Here is a taste of US freedom and democracy:

http://www.infowars.com/print/iraq/sodomized.htm
2005-07-19

PETER FROM NORWAY said:
Reports today show that there have been at least 25,000 innocent civilians slaughtered by invading American and allied forces. That is just a conservative estimate. Between The Lancet and the UN the estimate is much higher - 130,000 civilians killed. Now I suppose because these are Muslims and Arabs so the number of dead does not bother us? No 1-minute silence to honour the slaughtered. No public outrage. No media coverage other than a blurb on page 6. No heart wrenching comments gracing headlines, no personal histories of those murdered?

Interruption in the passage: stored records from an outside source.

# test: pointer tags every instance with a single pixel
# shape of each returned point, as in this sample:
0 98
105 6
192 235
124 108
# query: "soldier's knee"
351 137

Just a statistic, Yes? Now I wonder if all can now see why the Muslim world is seething at us? If there were 25,000 or 130,000 civilians killed in the US, these buggers would have been dropping nuclear bombs on any country they pleased, just because they can. However they would not attack China or Russia naturally because their nuclear weapons are a deterrent to such monsters as the US. Hence it makes very good and sound sense fro all Muslim countries to acquire nuclear weapons by hook or by crook because barring that they run the risk of ending up like Iraq. This applies to civilians too as the consequences of an apologetic and defenseless community results in horrors as the Pakistani visitor to the UK who was bashed to death by white English mobs. Had the community had a plan to deal with such situations deftly, the hooligans would think twice before murdering Muslims or Asians and destroying their property. Maybe that is what Muslims need to do, stop being apologetic, demand the their rights and boycott ant country, community or organisation that does not comply. This of course would only work if Muslims put up a united front. Will Muslims be united?